Nor, though this procedure and this Indictment of individuals may be novel, is there anything new in the principles which by this prosecution we seek to enforce. Ineffective though, alas, the sanctions proved themselves to be, the Nations of the world had, as it will be my purpose to show, sought to make aggressive war an international crime, and although previous tradition has sought to punish States rather than individuals, it is both logical and right that if the act of waging war is itself an offense against International Law those individuals who shared personal responsibility for bringing such wars about should answer personally for the course into which they lead their states. Again, individual war crimes have long been regarded by International Law as triable by the Courts of those States whose nationals have been outraged at least so long as a state of war persists. It would indeed be illogical in the extreme if those who, although they may not with their own hands have committed individual crimes, were responsible for systematic breaches of the laws of war affecting the nationals of many States should escape. So also in regard to crimes against humanity. The right of humanitarian intervention on behalf of the rights of man trampled upon by the State in a manner shocking the sense of mankind has long been considered to form part of the law of Nations.
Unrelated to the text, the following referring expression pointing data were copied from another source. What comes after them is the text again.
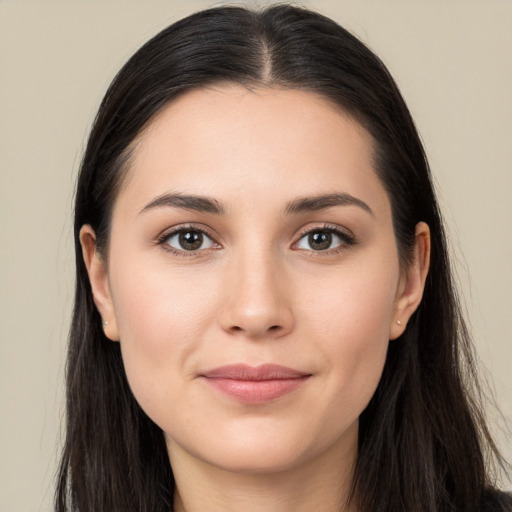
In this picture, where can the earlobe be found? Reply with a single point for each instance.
(412, 282)
(98, 277)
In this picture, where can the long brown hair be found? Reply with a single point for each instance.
(422, 438)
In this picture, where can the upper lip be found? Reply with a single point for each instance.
(254, 373)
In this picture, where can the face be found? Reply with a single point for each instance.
(253, 278)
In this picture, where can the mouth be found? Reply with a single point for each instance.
(254, 385)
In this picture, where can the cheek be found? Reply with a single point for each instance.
(350, 320)
(162, 318)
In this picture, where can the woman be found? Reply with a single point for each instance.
(264, 314)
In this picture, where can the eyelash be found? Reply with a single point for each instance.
(347, 239)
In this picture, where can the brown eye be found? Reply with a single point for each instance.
(320, 240)
(189, 240)
(324, 239)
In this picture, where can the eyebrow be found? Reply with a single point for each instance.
(323, 201)
(196, 203)
(301, 205)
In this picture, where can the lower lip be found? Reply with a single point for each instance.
(255, 391)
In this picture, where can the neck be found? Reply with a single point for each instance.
(323, 483)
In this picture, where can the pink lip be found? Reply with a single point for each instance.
(255, 385)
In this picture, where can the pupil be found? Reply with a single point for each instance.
(320, 240)
(191, 240)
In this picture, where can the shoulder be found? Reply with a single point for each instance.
(497, 501)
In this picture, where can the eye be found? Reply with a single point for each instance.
(188, 240)
(324, 239)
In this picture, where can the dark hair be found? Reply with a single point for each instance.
(422, 438)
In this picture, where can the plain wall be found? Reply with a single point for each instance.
(453, 62)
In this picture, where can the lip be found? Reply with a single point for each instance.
(255, 385)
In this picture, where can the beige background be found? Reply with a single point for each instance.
(453, 62)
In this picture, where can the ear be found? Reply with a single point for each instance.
(412, 282)
(98, 277)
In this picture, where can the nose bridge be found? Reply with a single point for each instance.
(256, 302)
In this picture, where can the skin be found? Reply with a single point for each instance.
(258, 293)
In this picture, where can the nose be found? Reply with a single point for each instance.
(256, 300)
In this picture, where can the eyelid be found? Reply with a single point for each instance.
(162, 238)
(346, 236)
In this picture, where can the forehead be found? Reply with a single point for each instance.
(238, 144)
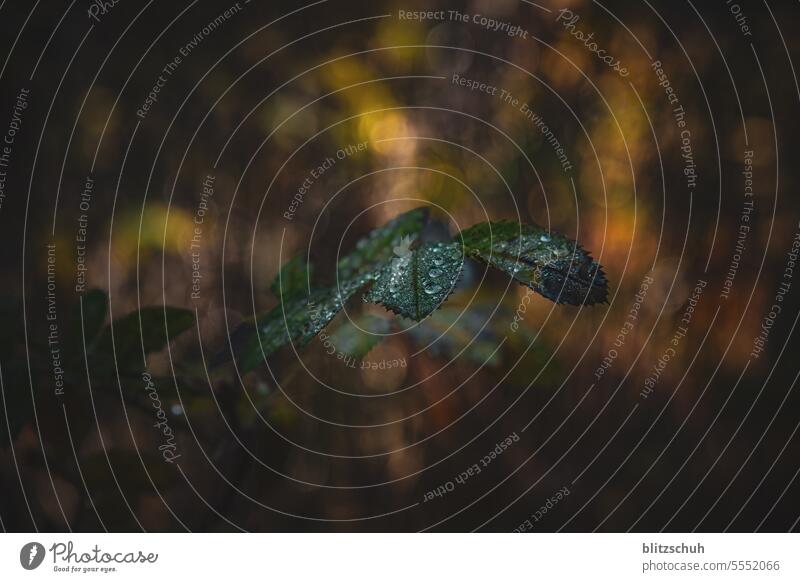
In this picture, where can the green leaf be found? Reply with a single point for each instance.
(416, 284)
(297, 320)
(293, 278)
(374, 250)
(551, 264)
(148, 330)
(351, 340)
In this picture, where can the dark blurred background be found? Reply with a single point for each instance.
(262, 95)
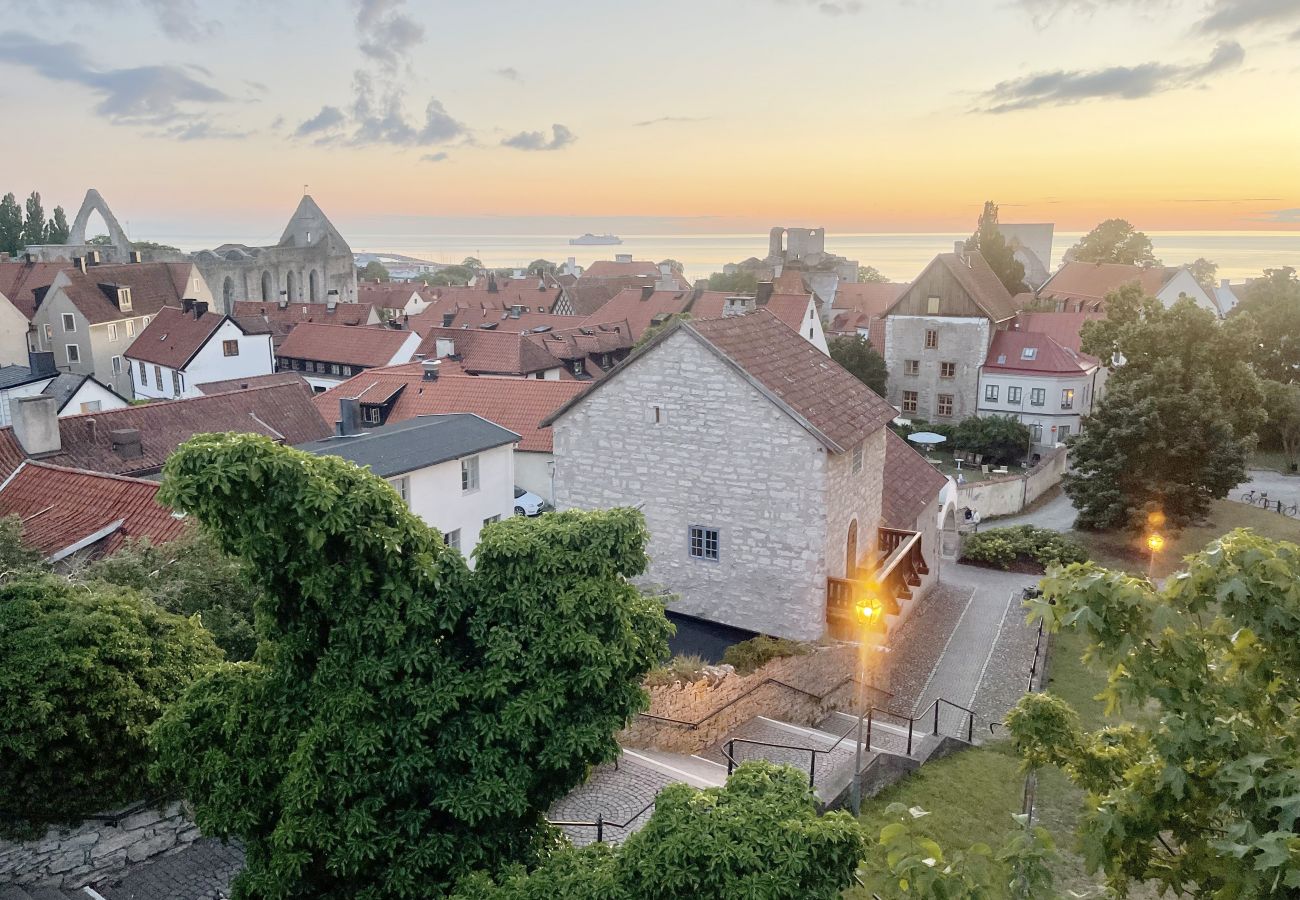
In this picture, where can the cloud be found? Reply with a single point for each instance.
(385, 33)
(1056, 89)
(668, 120)
(139, 95)
(560, 138)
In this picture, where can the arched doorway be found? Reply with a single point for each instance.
(850, 552)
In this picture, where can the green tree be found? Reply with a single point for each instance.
(406, 721)
(861, 359)
(1203, 794)
(85, 674)
(189, 576)
(34, 223)
(11, 225)
(1272, 307)
(758, 836)
(992, 246)
(1179, 414)
(737, 282)
(1114, 241)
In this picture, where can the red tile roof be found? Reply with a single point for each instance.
(61, 506)
(284, 412)
(1006, 354)
(519, 405)
(346, 345)
(910, 484)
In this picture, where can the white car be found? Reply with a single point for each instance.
(527, 502)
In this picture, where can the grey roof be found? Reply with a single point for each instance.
(416, 442)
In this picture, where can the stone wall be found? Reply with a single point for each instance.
(72, 857)
(822, 673)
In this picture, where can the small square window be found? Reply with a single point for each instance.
(703, 542)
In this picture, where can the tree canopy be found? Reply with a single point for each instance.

Here, too, the Charter merely develops a pre-existing principle. If murder, raping and robbery are indictable under the ordinary municipal laws of our countries shall those who differ only from the common criminal by the extent and systematic nature of their offenses escape accusation?

It is, as I shall show, the view of the British Government that in these matters the Tribunal will apply to individuals not the law of the victor but the accepted principles of international usage in a way which will, if anything can, promote and fortify the rule of International Law and safeguard the future peace and security of this war-stricken world.